Şehrin karmaşasını ve bu karışıklık içinde kimliksizleşen bireyleri vurguladığı “Şehir Canavarı” adlı yerleştirmesinde karekodla dinlenebilen şehir sesleri eklenmiş. Gezi Parkı ve Taksim Meydanı gibi İstanbul’un önemli kamusal alanlarına da dikkat çeken sanatçı, Gezi’ye atıfta bulunarak, bu alanların bir araya gelme, buluşma ve kimlik inşa etme noktaları olduğunu ifade ediyor “Taksim Tarlasında GEZİ”  başlıklı eserinde.

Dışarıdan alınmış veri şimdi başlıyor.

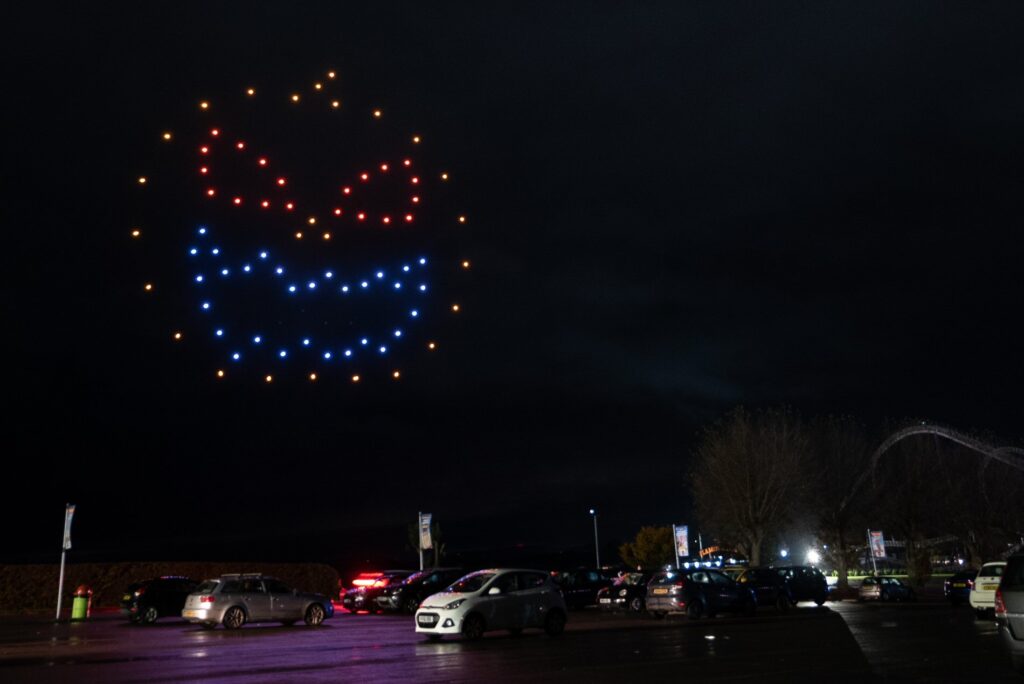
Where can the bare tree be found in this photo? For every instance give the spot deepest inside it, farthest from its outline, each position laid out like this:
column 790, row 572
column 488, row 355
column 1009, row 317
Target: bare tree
column 841, row 454
column 652, row 548
column 749, row 477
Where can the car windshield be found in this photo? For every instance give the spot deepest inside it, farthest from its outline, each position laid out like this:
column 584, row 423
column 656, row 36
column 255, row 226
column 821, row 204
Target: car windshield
column 471, row 583
column 632, row 579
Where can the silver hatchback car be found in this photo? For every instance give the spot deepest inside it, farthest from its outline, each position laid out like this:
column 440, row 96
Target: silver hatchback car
column 237, row 599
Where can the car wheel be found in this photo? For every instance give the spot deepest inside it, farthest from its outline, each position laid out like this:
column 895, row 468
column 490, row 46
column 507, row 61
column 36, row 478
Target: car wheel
column 472, row 628
column 235, row 617
column 314, row 614
column 554, row 624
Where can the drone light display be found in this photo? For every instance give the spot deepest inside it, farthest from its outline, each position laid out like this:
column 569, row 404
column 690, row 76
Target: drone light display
column 287, row 233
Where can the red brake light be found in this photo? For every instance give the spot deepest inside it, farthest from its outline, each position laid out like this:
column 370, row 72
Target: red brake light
column 1000, row 606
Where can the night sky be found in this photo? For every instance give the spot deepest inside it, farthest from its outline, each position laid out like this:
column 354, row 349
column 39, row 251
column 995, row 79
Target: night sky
column 675, row 210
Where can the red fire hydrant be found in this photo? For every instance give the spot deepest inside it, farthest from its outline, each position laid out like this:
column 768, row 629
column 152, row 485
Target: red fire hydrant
column 81, row 605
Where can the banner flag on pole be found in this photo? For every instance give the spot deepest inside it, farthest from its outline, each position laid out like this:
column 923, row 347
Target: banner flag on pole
column 682, row 535
column 69, row 512
column 878, row 544
column 425, row 541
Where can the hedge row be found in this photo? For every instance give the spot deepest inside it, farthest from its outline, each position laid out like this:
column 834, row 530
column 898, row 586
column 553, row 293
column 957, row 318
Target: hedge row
column 35, row 587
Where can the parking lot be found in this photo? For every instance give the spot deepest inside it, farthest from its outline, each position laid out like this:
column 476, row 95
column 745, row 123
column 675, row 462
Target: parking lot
column 926, row 642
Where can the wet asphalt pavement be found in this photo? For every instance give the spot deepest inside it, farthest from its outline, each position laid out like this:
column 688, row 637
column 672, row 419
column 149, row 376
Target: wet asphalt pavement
column 841, row 642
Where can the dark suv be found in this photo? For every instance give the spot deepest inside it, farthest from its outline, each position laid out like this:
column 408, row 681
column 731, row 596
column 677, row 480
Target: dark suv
column 580, row 587
column 408, row 594
column 147, row 601
column 697, row 592
column 783, row 587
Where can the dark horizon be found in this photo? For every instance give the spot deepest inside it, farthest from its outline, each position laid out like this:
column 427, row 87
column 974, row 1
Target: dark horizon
column 675, row 210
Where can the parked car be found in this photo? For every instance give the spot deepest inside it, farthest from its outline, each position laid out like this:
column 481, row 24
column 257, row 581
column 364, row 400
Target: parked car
column 150, row 600
column 1010, row 609
column 885, row 589
column 956, row 589
column 628, row 592
column 236, row 599
column 580, row 587
column 497, row 599
column 368, row 586
column 982, row 597
column 697, row 592
column 408, row 594
column 784, row 587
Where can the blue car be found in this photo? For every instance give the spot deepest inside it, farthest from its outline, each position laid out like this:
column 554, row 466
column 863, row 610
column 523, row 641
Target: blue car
column 957, row 588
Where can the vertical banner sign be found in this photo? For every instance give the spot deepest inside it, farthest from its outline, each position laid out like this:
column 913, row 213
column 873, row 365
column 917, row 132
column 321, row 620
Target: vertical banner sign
column 425, row 541
column 69, row 512
column 682, row 535
column 878, row 544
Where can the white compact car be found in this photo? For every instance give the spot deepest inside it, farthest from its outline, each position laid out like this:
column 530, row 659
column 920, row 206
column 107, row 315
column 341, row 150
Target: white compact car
column 498, row 599
column 982, row 597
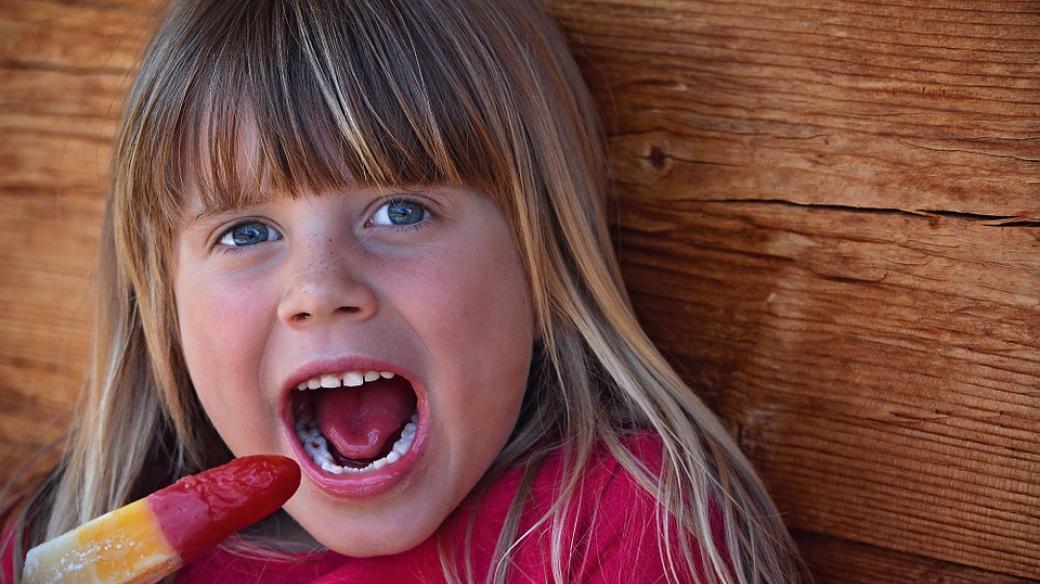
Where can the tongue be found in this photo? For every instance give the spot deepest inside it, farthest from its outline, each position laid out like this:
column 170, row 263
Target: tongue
column 361, row 421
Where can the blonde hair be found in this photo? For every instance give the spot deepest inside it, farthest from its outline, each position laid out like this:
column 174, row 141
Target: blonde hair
column 381, row 93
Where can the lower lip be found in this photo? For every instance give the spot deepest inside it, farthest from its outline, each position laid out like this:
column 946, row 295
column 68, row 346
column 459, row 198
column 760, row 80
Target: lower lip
column 358, row 485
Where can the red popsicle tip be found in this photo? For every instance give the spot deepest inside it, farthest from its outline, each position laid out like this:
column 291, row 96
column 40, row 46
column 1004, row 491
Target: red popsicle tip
column 199, row 511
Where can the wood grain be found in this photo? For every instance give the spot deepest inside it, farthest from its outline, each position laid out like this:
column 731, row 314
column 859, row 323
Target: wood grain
column 839, row 561
column 828, row 215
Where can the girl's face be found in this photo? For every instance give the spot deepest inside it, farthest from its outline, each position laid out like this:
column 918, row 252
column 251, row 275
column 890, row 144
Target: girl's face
column 333, row 290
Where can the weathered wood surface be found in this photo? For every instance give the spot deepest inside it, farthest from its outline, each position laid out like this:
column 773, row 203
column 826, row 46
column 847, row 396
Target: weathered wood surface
column 828, row 215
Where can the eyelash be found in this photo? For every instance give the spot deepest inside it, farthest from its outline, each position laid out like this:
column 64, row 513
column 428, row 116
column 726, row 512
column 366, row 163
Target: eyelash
column 427, row 215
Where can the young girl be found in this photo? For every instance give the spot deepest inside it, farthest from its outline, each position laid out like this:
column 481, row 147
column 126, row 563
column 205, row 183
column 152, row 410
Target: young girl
column 370, row 235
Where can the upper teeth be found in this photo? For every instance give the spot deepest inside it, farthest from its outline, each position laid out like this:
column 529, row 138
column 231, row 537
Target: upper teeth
column 348, row 379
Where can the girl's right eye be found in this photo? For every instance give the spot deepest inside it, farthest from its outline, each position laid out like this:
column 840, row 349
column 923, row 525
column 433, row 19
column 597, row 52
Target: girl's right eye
column 249, row 233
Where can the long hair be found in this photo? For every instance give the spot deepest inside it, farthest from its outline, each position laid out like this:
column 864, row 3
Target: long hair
column 387, row 93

“Kent Çöpleri” serisi gibi işlerinde de, fonksiyonunu yitirmiş nesneleri yeniden biçimlendirerek, hem atıklar hem de şehir yaşamı arasındaki ilişkiyi irdeliyor. Sanatçının pandemi günlerinde başladığı “Yuvam neresi?” serisi, ilhamını 5 eşit kenarlı 12 yüzeyli geometrik form olan “Dodekahedron” nesnesinden alıyor. Bu geometrik formlar sanatçı için evin sadece maddi bir varlık olmadığını; düşüncelerin, anıların, duyguların katmanlaşarak iç içe geçtiği bir alan olduğunu ifade ediyor. 1 Nisan'a dek açık olan sergideki diğer tüm eserlerinde sanatı, şehri ve zamanın izlerini yansıtan Desen Halıçınarlı,  izleyicilere İstanbul’u farklı bir bakış açısıyla inceleme çağrısı yapıyor.